This post was previously published with Keep Calm and Dream: For Introverts, By Introverts.
Thank goodness for Susan Cain.
Ever since her love letter/treatise on introversion Quiet: The Power of Introverts in a World That Can’t Stop Talking hit bookshelves in 2012, a conversation on introverts in society has gained traction and volume. Her work, building on that of Marti Olson Laney, Laurie Helgoe, and Sophia Dembling, has opened the eyes of many who hadn’t realized that the “extrovert ideal” has dominated our homes, relationships, and even workplaces
However, even as awareness and understanding of introversion rises in the workplace, there are some elements of their temperament that may present challenges at the office. Here, we’ll uncover three common career challenges and pose some potential solutions to overcome them.

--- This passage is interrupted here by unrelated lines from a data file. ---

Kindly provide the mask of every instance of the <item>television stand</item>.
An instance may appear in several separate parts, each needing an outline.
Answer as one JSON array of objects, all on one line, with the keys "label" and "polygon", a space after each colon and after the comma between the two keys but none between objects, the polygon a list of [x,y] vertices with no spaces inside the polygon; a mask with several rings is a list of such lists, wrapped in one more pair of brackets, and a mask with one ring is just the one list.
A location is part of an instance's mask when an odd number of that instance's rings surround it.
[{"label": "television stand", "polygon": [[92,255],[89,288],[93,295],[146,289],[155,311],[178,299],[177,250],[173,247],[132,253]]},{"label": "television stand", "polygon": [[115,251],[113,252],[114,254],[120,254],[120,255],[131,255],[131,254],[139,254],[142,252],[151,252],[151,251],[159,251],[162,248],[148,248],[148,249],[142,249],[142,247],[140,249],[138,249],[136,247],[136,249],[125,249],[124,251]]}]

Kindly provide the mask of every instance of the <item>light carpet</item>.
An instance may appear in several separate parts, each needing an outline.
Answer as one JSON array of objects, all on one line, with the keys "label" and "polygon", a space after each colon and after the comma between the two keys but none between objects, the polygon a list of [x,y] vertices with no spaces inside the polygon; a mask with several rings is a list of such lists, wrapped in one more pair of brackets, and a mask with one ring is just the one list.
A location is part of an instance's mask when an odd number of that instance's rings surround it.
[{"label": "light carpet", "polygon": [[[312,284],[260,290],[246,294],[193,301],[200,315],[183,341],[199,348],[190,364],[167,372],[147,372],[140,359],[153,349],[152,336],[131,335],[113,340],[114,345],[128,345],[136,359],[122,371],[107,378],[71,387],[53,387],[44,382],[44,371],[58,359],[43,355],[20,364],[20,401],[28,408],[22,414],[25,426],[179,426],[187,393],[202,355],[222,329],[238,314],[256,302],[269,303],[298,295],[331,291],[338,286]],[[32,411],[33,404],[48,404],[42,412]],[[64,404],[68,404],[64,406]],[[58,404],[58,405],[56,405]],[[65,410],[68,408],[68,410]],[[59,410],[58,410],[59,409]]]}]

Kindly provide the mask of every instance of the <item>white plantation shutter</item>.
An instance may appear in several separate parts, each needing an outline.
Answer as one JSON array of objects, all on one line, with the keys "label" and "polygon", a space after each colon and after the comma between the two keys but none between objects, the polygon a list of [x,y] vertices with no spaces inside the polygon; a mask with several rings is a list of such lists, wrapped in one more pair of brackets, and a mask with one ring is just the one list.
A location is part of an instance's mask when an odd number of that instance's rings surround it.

From the moment an employee arrives in the office- think the all-too-common interview question “Tell us about yourself”- an element of self-promotion is required. Being able to speak openly and effortlessly about your skills and achievements is essential for getting recognized, but this is not a skill that comes easily to introverts. Why? The reflective nature of introverts makes them hyper-aware of the information they put out into the open. Further, because they’re constantly in their own minds, bringing up things they’ve heard often feels like overkill. The result? Hearing things like “I had no idea you had done that!” when one finally does muster the energy to share a recent accomplishment. How does one rise above his or her current station to shine, while not pushing the limits of good taste or one’s own comfort? Think about your own triumphs as though they happened to someone close to you instead. Alternatively, frame the sharing of your successes as those of a team that you work with. Introverts may not like to speak up for themselves, but will muster the energy to toot the horn of those they care about or those with whom credit should be shared. When you separate yourself from your achievements, they may be easier to shout from the mountaintops.

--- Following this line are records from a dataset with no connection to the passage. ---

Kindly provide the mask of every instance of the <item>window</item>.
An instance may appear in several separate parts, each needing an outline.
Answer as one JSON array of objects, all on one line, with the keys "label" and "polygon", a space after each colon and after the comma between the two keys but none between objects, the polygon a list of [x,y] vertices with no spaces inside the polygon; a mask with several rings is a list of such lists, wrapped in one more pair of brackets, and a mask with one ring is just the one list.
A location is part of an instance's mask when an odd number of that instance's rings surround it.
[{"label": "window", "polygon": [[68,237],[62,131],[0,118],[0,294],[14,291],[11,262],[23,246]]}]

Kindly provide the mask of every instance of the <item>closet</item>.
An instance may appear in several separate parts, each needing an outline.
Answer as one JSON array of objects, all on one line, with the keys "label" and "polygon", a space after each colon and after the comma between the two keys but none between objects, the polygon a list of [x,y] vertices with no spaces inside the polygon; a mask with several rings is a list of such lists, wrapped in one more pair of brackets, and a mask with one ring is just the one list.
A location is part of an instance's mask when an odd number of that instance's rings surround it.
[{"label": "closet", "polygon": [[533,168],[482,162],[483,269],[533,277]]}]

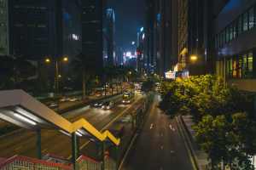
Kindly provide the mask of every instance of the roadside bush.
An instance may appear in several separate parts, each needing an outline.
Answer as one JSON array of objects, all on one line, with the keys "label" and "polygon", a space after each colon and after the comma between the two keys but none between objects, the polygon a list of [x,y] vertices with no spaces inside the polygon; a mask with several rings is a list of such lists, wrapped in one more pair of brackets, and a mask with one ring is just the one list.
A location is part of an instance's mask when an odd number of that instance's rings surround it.
[{"label": "roadside bush", "polygon": [[206,75],[163,82],[161,97],[160,107],[166,114],[193,116],[196,141],[212,169],[220,162],[230,169],[251,169],[256,154],[253,95]]}]

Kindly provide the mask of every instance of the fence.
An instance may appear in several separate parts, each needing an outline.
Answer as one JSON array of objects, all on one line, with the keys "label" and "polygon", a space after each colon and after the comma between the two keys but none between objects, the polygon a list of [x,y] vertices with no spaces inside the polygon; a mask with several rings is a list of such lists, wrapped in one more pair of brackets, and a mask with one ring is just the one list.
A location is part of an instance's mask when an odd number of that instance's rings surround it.
[{"label": "fence", "polygon": [[72,170],[72,166],[15,156],[0,162],[0,170]]},{"label": "fence", "polygon": [[[81,156],[76,162],[77,170],[101,170],[102,162]],[[105,157],[105,170],[115,170],[116,163],[109,156]],[[26,156],[15,156],[0,162],[0,170],[73,170],[72,164],[55,163]]]}]

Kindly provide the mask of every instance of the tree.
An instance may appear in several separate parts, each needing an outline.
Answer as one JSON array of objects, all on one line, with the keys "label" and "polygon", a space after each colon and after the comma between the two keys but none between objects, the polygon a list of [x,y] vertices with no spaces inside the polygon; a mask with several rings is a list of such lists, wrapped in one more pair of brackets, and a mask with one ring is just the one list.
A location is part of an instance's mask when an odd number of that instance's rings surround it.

Many workplaces have the few events per year that it’s nice to show up at, such as networking events, cocktail hours, and all-company meetings. These events, happening after hours, may be difficult to find the energy to participate in. Why? As with a fully charged cellphone, intermittent but constant use over the course of the day without a recharge can leave it drained at the end of a day. Events and activities that require energy, such as these supplemental social gatherings, may not be adequately supported by the energy remaining in the proverbial tank. How to combat this? See if you can arrange your schedule in such a way that you come in late, or leave early, on days that these events happen so you can grab some time to yourself to “recharge.” Alternatively, make an agreement with yourself to hit a modest goal (three business cards exchanged, two rounds of small talk) before departing. Don’t push yourself to earn the “Life of the Party” badge if you’re not feeling up to it, but make sure to make your mark in your own way while you’re in the room.

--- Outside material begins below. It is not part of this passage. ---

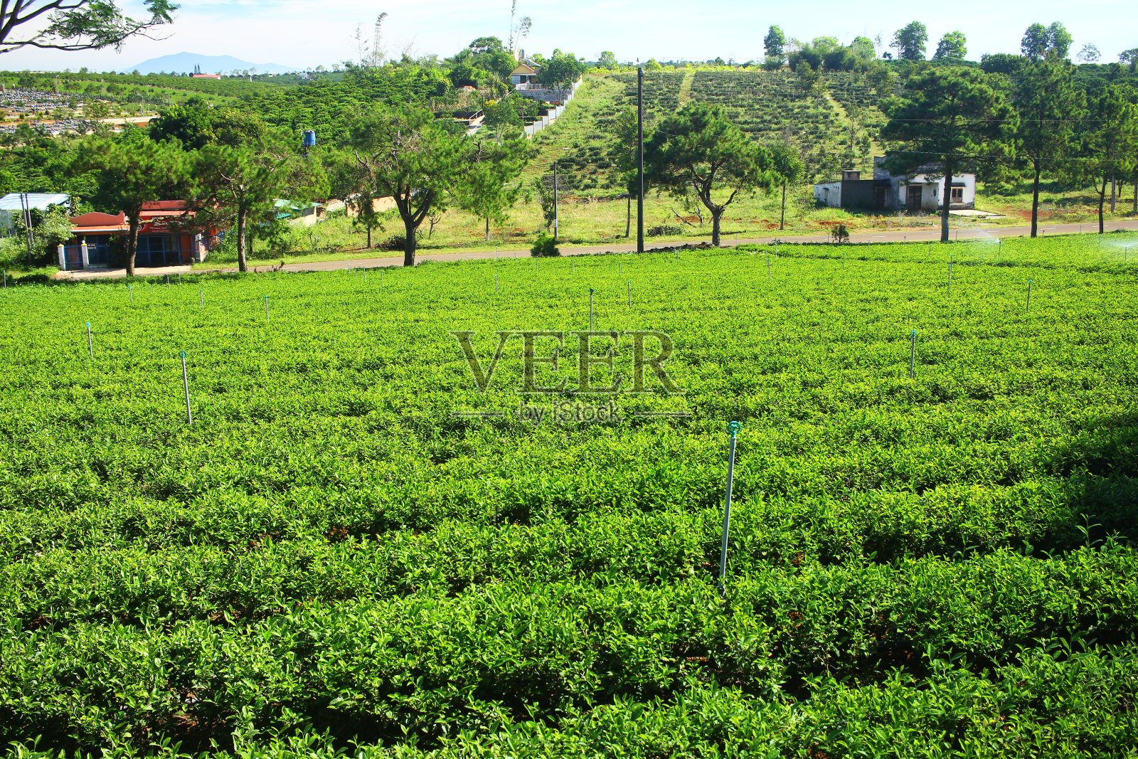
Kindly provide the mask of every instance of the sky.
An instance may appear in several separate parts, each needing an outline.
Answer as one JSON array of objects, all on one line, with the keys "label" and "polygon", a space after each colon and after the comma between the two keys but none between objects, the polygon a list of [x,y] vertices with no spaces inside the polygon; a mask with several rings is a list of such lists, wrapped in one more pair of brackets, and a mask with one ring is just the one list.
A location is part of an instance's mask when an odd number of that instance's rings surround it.
[{"label": "sky", "polygon": [[[121,2],[129,14],[145,16],[141,2]],[[483,35],[506,39],[510,0],[404,0],[399,3],[337,0],[182,0],[175,23],[163,40],[135,39],[114,50],[59,52],[23,49],[0,55],[0,69],[130,69],[135,64],[176,52],[230,55],[254,64],[297,68],[355,59],[360,25],[371,41],[376,17],[386,11],[384,48],[388,55],[453,55]],[[848,43],[857,35],[881,35],[921,20],[929,27],[929,55],[937,40],[959,30],[968,40],[968,57],[1019,52],[1029,24],[1059,20],[1074,38],[1077,53],[1095,44],[1103,61],[1138,47],[1133,25],[1120,23],[1122,0],[956,0],[901,7],[880,0],[518,0],[518,15],[533,18],[523,42],[529,52],[554,48],[593,60],[611,50],[620,60],[707,60],[718,57],[761,59],[762,38],[772,24],[787,38],[836,36]],[[1112,20],[1113,19],[1113,20]]]}]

Providing Constructive Criticism
Because introverts are prone to rumination and dwelling on negative thoughts or experiences, the idea of putting someone else in that scenario is a difficult one for introverts. As a result, hard conversations- about unmet expectations, missed deadlines, or other failures that may have occurred- are harder to broach than they may be for others. These conversations are essential to ensure that employees (or even supervisors) can do their best work, but we shy away from them because they’re uncomfortable. How can introverts combat this instinct to hide the trouble, staying silent as problems potentially grow? Take time to compose your thoughts beforehand; this practice will allow you to strategically point out points of excellence that may offset the areas of struggle. Additionally, urge your brain to consider the best case scenario, rather than allowing it to do what it does best- jump to the worstcase scenario of how someone might receive the information. Trust your colleagues to hear you out, and know that those who speak less may be heard more intently than if it came from someone else.